English novelist and civil servant (1859 – 1930)

Constance Smith (born as Constance Isabella Stuart Smith) (1859 – 1930) was an English novelist and civil servant who published on working conditions and labour legislation.

==Early life==
Smith was born in London on 16 June 1859 to Reverend Hinton C. Smith and educated in Belgium; Germany; and King's College, London.

==Career==
Between 1889 and 1901, Smith authored nine novels.

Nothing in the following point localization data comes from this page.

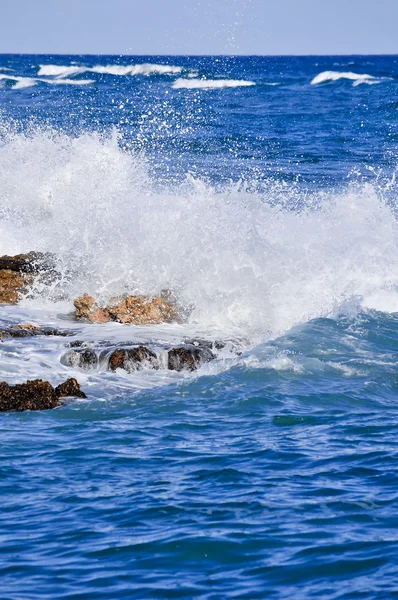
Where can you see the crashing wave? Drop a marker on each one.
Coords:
(24, 82)
(61, 71)
(239, 259)
(209, 84)
(357, 78)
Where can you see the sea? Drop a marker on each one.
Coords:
(262, 192)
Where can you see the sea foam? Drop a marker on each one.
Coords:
(357, 78)
(24, 82)
(210, 84)
(235, 259)
(61, 71)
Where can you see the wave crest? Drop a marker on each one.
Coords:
(237, 258)
(357, 78)
(210, 84)
(61, 71)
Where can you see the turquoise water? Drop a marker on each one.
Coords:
(271, 210)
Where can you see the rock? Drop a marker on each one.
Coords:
(132, 359)
(70, 387)
(188, 358)
(12, 284)
(28, 330)
(136, 310)
(87, 310)
(86, 359)
(36, 395)
(18, 272)
(32, 262)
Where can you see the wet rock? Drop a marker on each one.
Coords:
(32, 262)
(136, 310)
(86, 359)
(87, 310)
(132, 359)
(18, 272)
(36, 395)
(70, 387)
(12, 285)
(28, 330)
(188, 358)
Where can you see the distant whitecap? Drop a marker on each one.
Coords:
(208, 84)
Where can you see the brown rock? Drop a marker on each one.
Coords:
(137, 310)
(36, 395)
(132, 359)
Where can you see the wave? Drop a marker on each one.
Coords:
(61, 71)
(357, 78)
(236, 259)
(210, 84)
(24, 82)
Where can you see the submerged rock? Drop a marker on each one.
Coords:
(136, 310)
(18, 272)
(36, 395)
(28, 330)
(85, 359)
(132, 359)
(188, 358)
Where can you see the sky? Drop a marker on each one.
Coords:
(265, 27)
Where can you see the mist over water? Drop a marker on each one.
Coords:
(238, 258)
(262, 192)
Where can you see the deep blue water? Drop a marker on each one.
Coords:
(271, 210)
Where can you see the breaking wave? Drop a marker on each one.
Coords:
(357, 78)
(236, 259)
(210, 84)
(24, 82)
(61, 71)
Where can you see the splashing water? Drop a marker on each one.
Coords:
(238, 258)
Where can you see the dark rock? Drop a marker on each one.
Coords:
(28, 330)
(32, 262)
(85, 359)
(132, 359)
(188, 358)
(69, 388)
(36, 395)
(18, 272)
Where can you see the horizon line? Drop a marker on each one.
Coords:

From 1913 onwards, Smith served in several capacities as a civil servant inspecting labour conditions for women and children and in factories. She received an OBE for her work. In 1926, she received a Civil Pension 'in recognition of her valuable services in promoting and advancing social welfare.'

Smith published The Case for Wages Boards in 1905 and collaborated with other women social workers including Gertrude Tuckwell, who wrote her memoir.

==Administrative titles==
- HM Senior Lady Inspector of Factories, 1913–21
- Joint Secretary of Women's Employment Committee (Ministry of Reconstruction), 1917–19
- HM Deputy Chief Inspector of Factories, 1921–25
- Technical Adviser to British Government Delegates at First Conference of International Labour Organisation, Washington, 1919, and Fifth Conference, Geneva, 1923
- Joint Hon. Secretary Committee on Wage-earning Children
- Member of the Industrial Law Committee
- Four times a British Delegate to the Biennial Conference of International Association for Labour Legislation

==Bibliography==
=== Fiction ===

The Case for Wages Boards tome

- The Repentance of Paul Wentworth (1889)
- The Riddle of Lawrence Haviland (1890)
- One Way of Love (1892)
- A Cumberer of the Ground (1894)
- The Backslider: A Story of Today (1896)
- Prisoners of Hope (1898)
- Love Hath Wings (1899)
- The Magic Word (1900)
- Corban (1901)

=== Non-fiction ===
As well as numerous journal and periodical articles, Smith authored:
- The Case for Wages Boards (1905)
- (with Gertrude Tuckwell) The Workers' Handbook (1908)
- (with Gertrude M. Tuckwell, Mary R. MacArthur, May Tennant, Nettie Adler, Adelaide Mary Anderson, and Clementina Black) Women in Industry from Seven Points of View (1909)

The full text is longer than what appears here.